Over the span of around 2,100 years, the six rings have extended outward from V Hya, contributing matter to and driving the creation of a high-density flared and twisted disk-like structure encircling the star. This structure has been termed the DUDE, or Disk Undergoing Dynamical Expansion, by the researchers.
“The final stage of stellar evolution — when stars change from being red giants to become white dwarf stellar remnants — is a complicated and poorly understood process,” Morris added. “The revelation that this process may entail the ejection of rings of gas at the same time as the formation of high-speed, intermittent jets of material adds a new and exciting twist to our understanding of how stars die.”

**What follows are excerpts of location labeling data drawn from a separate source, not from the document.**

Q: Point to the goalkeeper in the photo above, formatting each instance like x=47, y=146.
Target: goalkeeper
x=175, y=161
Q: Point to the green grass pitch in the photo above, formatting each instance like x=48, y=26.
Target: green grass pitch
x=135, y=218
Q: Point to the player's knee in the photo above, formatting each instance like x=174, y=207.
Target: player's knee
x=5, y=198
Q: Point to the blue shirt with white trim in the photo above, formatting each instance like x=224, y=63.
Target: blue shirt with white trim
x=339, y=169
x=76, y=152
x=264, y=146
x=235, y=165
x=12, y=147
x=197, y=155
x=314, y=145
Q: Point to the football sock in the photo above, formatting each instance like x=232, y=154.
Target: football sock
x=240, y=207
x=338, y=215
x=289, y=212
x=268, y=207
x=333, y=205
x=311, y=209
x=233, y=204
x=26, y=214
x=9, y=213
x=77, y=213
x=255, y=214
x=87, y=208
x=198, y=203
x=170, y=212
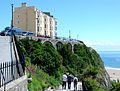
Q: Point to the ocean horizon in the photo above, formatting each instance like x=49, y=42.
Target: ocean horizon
x=111, y=59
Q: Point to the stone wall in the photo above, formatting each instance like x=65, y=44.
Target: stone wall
x=19, y=84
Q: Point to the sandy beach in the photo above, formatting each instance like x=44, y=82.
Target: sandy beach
x=114, y=73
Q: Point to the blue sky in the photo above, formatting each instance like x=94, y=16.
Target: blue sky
x=93, y=21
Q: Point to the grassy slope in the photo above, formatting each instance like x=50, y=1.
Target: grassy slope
x=46, y=65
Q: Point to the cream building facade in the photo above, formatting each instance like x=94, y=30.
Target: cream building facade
x=31, y=19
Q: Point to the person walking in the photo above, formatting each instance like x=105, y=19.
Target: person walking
x=64, y=81
x=69, y=76
x=75, y=80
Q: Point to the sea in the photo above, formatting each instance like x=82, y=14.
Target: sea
x=111, y=59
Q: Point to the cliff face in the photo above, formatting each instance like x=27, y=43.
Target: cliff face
x=84, y=62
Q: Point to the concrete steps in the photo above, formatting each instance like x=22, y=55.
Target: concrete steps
x=5, y=52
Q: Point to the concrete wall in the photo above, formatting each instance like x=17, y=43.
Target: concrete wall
x=17, y=85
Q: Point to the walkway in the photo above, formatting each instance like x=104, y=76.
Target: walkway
x=79, y=87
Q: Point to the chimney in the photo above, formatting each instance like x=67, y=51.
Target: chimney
x=24, y=4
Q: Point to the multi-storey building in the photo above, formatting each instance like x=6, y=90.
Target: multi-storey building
x=31, y=19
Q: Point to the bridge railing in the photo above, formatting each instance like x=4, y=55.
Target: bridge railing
x=8, y=72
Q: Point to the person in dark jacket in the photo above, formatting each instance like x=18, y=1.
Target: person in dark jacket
x=70, y=79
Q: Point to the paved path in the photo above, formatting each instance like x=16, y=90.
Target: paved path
x=79, y=87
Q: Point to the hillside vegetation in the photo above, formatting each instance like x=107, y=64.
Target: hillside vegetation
x=46, y=65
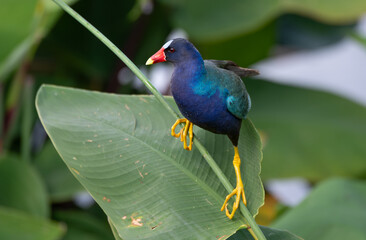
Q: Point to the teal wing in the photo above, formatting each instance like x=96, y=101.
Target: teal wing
x=237, y=98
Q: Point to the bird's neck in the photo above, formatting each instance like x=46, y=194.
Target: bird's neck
x=191, y=70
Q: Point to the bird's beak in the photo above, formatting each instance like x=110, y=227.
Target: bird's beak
x=159, y=56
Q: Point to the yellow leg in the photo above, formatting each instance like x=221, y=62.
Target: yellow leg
x=238, y=191
x=186, y=130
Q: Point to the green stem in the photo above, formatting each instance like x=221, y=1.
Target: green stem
x=27, y=108
x=257, y=233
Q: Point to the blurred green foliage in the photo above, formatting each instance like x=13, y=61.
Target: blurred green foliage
x=306, y=133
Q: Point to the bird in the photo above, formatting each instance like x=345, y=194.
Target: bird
x=211, y=95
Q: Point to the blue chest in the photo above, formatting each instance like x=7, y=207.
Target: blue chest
x=201, y=100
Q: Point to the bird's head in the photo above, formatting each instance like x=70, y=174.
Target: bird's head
x=174, y=51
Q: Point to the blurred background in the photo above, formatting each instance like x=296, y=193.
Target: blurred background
x=308, y=103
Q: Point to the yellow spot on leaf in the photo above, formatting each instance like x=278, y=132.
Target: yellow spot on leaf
x=144, y=100
x=136, y=222
x=76, y=171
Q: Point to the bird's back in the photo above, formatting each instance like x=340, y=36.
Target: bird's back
x=231, y=86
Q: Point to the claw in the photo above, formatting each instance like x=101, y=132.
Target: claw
x=238, y=191
x=186, y=130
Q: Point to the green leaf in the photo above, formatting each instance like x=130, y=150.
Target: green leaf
x=22, y=188
x=270, y=233
x=114, y=230
x=16, y=225
x=308, y=131
x=82, y=225
x=61, y=184
x=209, y=21
x=334, y=210
x=121, y=150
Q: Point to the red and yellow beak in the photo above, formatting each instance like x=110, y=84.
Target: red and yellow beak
x=159, y=56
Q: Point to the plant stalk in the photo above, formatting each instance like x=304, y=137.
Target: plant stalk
x=252, y=225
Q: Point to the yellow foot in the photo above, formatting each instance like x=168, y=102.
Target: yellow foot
x=186, y=130
x=238, y=191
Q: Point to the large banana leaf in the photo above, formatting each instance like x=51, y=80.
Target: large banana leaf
x=120, y=149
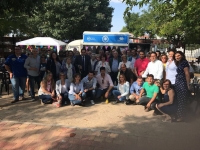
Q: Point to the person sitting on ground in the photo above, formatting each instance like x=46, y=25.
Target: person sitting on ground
x=89, y=85
x=76, y=95
x=130, y=76
x=122, y=90
x=62, y=90
x=46, y=92
x=151, y=98
x=168, y=107
x=135, y=89
x=105, y=84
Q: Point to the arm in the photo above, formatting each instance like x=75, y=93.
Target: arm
x=127, y=86
x=187, y=75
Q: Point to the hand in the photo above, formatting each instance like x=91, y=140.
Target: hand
x=119, y=97
x=11, y=75
x=106, y=94
x=148, y=105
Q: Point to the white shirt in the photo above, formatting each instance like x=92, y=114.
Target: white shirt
x=155, y=68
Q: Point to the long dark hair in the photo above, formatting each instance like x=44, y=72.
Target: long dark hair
x=182, y=59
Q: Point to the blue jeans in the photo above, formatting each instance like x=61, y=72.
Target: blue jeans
x=73, y=100
x=100, y=93
x=116, y=93
x=32, y=81
x=45, y=98
x=90, y=94
x=18, y=86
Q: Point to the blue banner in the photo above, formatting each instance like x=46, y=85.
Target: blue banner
x=106, y=39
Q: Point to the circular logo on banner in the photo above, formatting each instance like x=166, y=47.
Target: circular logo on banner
x=105, y=38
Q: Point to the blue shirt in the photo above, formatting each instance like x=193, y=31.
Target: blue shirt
x=115, y=65
x=135, y=88
x=16, y=65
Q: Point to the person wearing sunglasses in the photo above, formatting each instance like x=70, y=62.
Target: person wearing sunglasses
x=105, y=84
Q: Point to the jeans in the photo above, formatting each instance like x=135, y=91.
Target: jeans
x=32, y=80
x=145, y=100
x=116, y=93
x=100, y=92
x=45, y=98
x=18, y=86
x=90, y=94
x=74, y=101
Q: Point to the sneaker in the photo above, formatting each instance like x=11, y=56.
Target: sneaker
x=92, y=102
x=14, y=101
x=42, y=103
x=107, y=101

Sahai said, “V Hya is in a short but crucial transition phase, which does not endure long, and it is difficult to detect stars in this phase, or rather ‘catch them in the act.’ We were fortunate to be able to photograph all of the distinct mass-loss processes in V Hya, allowing us to better grasp how dying stars lose mass at the conclusion of their lifetimes.”
In addition to a complete set of expanding rings and a warped disk, V Hya’s last act includes two hourglass-shaped structures – as well as an extra jet-like structure – that grow at rates of over 500,000 miles per hour (240 km/s). Large hourglass structures have previously been observed in planetary nebulae, including MyCn 18 (also known as the Engraved Hourglass Nebula), a young emission nebula located approximately 8,000 light-years from Earth in the southern constellation of Musca, and the more well-known Southern Crab Nebula, an emission nebula located approximately 7,000 light-years from Earth in the southern constellation Centaurus.
Sahai said, “In 1981, we discovered the existence of very rapid outflows. In 2022, we discovered a jet-like flow made up of compact plasma blobs expelled at high speeds from V Hya. And now, our finding of wide-angle outflows in V Hya ties everything together, demonstrating how all of these structures may be formed during the evolutionary period that this extra-luminous red giant star is now in.”
Because of the star’s distance and the density of the dust around it, investigating V Hya requires a one-of-a-kind device capable of clearly seeing stuff that is both extremely far away and difficult or impossible to detect with normal optical telescopes. The scientists used ALMA’s Band 6 (1.23mm) and Band 7 (.85mm) receivers, which showed the star’s many rings and outflows in stunning detail.
“The mechanisms occurring at the final stages of low mass stars, particularly during the AGB phase, have long captivated and perplexed astronomers,” stated Joe Pesce, an astronomer and NSF program officer for NRAO/ALMA. “The capabilities and resolution of ALMA are now enabling us to see these occurrences with the amazing precision required to offer some answers and expand our comprehension of an event that occurs to the vast majority of stars in the Universe.”
The combination of infrared, optical, and ultraviolet data into the research generated a full multi-wavelength image of what may be one of the best displays in the Milky Way, at least for astronomers, according to Sahai. “Each time we see V Hya with fresh eyes, it becomes more and more like a circus, with an ever-increasing range of astonishing performances. V Hydrae has amazed us with its many rings and actions, and since our own Sun may one day suffer a same fate, we are paying close watch.”